About the only place we run into any kind of maintenance outside of cleaning the coop once a week and the regular feeding and watering is what I like to call escapee patrol. Our coop is completely contained with a 12 foot run surrounded by chicken wire on all sides. I have a door from the chicken coop to our garden though so when that door is open the chickens also have free range of the garden which is only secured by a four foot high fence. We have one chicken that flies over this four foot fence almost daily. I have taken to calling her Ginger from the lead character in the movie Chicken Run about a hen that tries unceasingly to escape from her own coop.
Ginger isn’t concerned with running away obviously as she never really leaves our yard. She keeps relatively close to her sisters on the other side of the fence, but she can’t stand to be trapped in there apparently. This wouldn’t really be a problem if she would just fly her white butt back into the garden every night but that is one trick she does not seem to want to perform. If I am here, around dark she will start pacing back and forth waiting to get inside the coop again. I walk out there and she runs up to greet me like I am her savior and as I let her back in the coop I imagine the other hens mocking her for trying to escape every day and never going anywhere.
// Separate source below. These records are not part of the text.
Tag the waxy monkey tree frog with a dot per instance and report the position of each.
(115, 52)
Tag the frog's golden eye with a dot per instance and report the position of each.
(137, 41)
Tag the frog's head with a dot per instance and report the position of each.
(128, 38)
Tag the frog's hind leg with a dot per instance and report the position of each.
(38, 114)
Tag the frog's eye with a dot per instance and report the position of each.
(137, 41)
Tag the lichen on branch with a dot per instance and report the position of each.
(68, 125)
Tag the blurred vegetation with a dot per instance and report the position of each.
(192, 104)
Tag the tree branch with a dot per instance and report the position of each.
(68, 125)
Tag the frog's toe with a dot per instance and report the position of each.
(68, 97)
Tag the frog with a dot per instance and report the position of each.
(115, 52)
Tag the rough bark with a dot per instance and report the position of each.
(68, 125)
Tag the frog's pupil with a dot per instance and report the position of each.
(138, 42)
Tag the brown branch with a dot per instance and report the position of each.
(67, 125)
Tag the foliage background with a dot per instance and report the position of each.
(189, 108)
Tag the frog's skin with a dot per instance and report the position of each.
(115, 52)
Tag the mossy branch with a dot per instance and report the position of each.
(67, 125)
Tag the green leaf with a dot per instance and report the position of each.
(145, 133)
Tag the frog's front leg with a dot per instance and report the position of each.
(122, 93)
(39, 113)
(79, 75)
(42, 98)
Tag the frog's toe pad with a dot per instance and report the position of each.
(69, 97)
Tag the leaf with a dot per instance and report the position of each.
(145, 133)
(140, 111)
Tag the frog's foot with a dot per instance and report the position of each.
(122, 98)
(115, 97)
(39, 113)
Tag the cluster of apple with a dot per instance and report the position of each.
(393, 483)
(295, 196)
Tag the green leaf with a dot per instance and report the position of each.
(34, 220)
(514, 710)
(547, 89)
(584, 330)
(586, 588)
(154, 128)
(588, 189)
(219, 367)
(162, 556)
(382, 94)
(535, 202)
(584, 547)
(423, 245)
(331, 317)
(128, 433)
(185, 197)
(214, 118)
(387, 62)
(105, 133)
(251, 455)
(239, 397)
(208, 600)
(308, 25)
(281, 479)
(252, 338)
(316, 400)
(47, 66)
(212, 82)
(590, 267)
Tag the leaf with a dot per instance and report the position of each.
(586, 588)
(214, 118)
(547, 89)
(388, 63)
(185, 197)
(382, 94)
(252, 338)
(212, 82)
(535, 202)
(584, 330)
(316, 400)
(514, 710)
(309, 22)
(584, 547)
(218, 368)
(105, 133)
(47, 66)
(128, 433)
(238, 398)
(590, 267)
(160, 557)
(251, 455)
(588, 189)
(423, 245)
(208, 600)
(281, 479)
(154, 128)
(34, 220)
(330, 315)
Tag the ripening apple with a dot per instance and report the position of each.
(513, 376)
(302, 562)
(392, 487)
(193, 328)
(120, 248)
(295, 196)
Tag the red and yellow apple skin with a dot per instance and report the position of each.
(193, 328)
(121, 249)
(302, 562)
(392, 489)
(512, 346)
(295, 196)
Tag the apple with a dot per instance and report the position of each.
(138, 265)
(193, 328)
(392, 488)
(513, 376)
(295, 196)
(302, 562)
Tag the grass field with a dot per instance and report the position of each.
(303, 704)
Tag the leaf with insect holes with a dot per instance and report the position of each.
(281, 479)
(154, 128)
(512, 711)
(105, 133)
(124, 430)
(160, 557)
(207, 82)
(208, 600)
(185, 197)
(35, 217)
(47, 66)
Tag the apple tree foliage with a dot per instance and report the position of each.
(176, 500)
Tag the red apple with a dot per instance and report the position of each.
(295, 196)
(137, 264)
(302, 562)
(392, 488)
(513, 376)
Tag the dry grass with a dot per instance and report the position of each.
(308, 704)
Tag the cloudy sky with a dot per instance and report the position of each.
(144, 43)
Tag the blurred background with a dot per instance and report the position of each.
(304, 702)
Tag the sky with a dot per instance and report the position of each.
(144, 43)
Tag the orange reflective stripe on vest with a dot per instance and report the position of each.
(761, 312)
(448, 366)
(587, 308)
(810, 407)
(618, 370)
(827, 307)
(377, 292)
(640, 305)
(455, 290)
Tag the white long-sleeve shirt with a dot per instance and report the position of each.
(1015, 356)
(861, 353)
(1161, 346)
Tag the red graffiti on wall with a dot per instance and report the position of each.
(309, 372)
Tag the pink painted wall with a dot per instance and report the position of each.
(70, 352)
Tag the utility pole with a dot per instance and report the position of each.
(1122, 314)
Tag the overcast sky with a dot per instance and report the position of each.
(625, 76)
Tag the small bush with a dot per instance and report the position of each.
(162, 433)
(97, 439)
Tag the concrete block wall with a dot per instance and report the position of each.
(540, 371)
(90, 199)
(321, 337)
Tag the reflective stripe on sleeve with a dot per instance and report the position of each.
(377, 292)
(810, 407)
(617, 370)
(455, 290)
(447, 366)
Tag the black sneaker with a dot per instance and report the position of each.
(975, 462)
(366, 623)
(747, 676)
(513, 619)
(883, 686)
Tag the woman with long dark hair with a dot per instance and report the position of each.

When I haven’t been home, Ginger will some nights choose to escape the ground into a nearby Cherry tree that we have. I have pulled her out of that tree a few times too and I would really rather just not have to deal with her exploits anymore. I know her egg production is off and can’t imagine where she might be laying eggs when she is out all day. It certainly isn’t in our coop.
It was because of Ginger that I started to research how to clip the wings of your chicken for ideas and found that the process is very simple. Clipping the wings on your chicken simply prevents them from flying over the garden fence but they do grow back eventually. We have to do the same for the indoor bird too so it was my turn to experiment with trimming the wings on our chickens.
The process is simple and I was able to find a video online that shows just how easy it is from . You basically just need a pair of sharp scissors to perform the wing trimming.
Step 1 – Get the chicken obviously. I don’t know if I would ever be able to capture Ginger unless I got her into a corner, but she does have a weakness for Mealworms. All I need to do is shake the container of Mealworms and she will come back into the coop as soon as I open the door.
Step 2- Fan out the Wing – You are going to want to cut the 10 primary flight feathers only and at a point below the major coverts that are closest to their body. The video below will show you clearly what to cut. Some people recommend only cutting a third of the primary wings, but this would seem to give you less time on the ground for your hen. I would prefer to cut them as far back as is healthy for the bird but still guarantees they wont be able to fly. Additionally, some people argue for cutting both wings while others maintain that only cutting one is sufficient. I am going to try just one wing to see how that goes.
That’s it! Simple process that should keep Ginger grounded for several months at a minimum and back in the coop laying eggs where she is safer and more productive for us. What chicken stories or advice do you have?